Logo Epo
Public sector3 min read

From PDFs to structured output: automated patent transcription at scale.

The European Patent Office accelerates invention with Mistral AI.

The European Patent Office leverages Mistral AI to streamline complex application processing.

Stats:

  1. 400,000 pages/day throughput
  2. <1% character recognition error rate
  3. Lead time from up to 5 days down to a few minutes 
"Standard OCR tools often fall short when confronted with the intricacies of patent documents. What mattered to us was ST36 compliance and reliability on complex elements like tables, formulas, and figures at high volumes. Mistral AI's OCR expertise directly addressed the near-zero fault tolerance our patent grant process requires."
Angel Aledo Lopez, Chief Operating Officer and Chief Technology Officer, European Patent Office.

The European Patent Office (EPO) is at the forefront of Europe’s innovation ecosystem. It processes millions of pages of patent documents annually, and to maintain quality and efficiency, document transcription must be near error-free and compliant with industry standard ST36 XML. The EPO partnered with Mistral AI to modernize its capabilities.
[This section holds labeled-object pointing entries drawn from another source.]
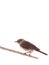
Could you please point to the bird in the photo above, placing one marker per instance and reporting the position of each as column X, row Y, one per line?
column 28, row 46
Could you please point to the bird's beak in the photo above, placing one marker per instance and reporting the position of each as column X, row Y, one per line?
column 15, row 41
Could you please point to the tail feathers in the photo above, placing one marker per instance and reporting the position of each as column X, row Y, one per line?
column 43, row 53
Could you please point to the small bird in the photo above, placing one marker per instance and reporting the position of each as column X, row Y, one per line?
column 28, row 46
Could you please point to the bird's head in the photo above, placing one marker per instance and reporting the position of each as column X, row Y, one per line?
column 19, row 40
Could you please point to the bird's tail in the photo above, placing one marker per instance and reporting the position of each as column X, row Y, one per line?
column 43, row 52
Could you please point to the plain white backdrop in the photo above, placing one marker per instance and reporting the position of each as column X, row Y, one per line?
column 27, row 19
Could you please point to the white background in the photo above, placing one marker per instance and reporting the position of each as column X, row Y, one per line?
column 27, row 19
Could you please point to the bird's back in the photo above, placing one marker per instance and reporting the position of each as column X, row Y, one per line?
column 27, row 45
Over a three-month proof of concept, Mistral AI deployed advanced Optical Character Recognition (OCR) technology, achieving near-zero fault tolerance and unlocking new efficiencies in handling the complex data essential to the patent lifecycle.

Processing technical complexity at scale

The primary hurdle for the EPO is the extreme technical density of patent applications. Patent documents frequently embed mathematical formulas, chemical structures, detailed images, and intricate tables within text across multiple European languages. These elements are notoriously difficult for standard digital tools to interpret, often leading to incomplete or inaccurate data structuring.

For the EPO, the operational reality was clear: they needed a scalable solution that could handle massive volumes of complex data without sacrificing accuracy. To maintain the high quality of the patent grant process, the EPO required an automated transcription system capable of reading scientific and technical elements flawlessly while producing ST36-compliant structured output.

Mistral AI partnership: a tailored end-to-end solution

To address these specific challenges, the EPO and Mistral AI embarked on a collaborative proof of concept. Unlike a standard vendor relationship, this project involved dedicated teams working side-by-side to combine the EPO’s deep domain knowledge with Mistral’s cutting-edge AI capabilities. This synergy allowed for rapid iteration, ensuring the technology was adapted to the EPO’s operational reality rather than the other way around.​

The core of the solution included a 1B OCR model, specifically fine-tuned on over 150,000 PDFs, representing 50,000 unique patents. The team developed a sophisticated pipeline that successfully converts complex, multifaceted patent documents from Markdown, to HTML, and finally into the required ST36 XML format. This specialized pipeline ensures the model can handle the diversity of European patent documents formats that off-the-shelf tools fail to process.

Beyond the model itself, the team delivered a scalable, fault-tolerant application built for reliability and full compliance with industry standards, ready for on-premises deployment.

a8298277-b6b3-44c4-949a-59b2f5b6ed6e

Figure: Patent transcription automation with EPO fine-tuned OCR model

Driving precision and efficiency in patent examination

The deployed solution yielded substantial improvements in data extraction accuracy. The fine-tuned model demonstrated superior ability to handle the most difficult elements of patent applications, particularly complex formulas and technical images. Specifically, the system achieved a throughput of 400,000 pages transcribed per day while maintaining a character recognition error rate of less than 1%. This benefit also allows faster processing of patent applications.

The success of the solution validates the use of advanced AI in rigorous administrative environments. With a highly scalable system already in place, the EPO can automate the extraction of structural data to improve overall efficiency. This allows the EPO to focus its expert resources on the high-value task of patent examination, adhering to strict quality standards and near-zero fault tolerance requirements.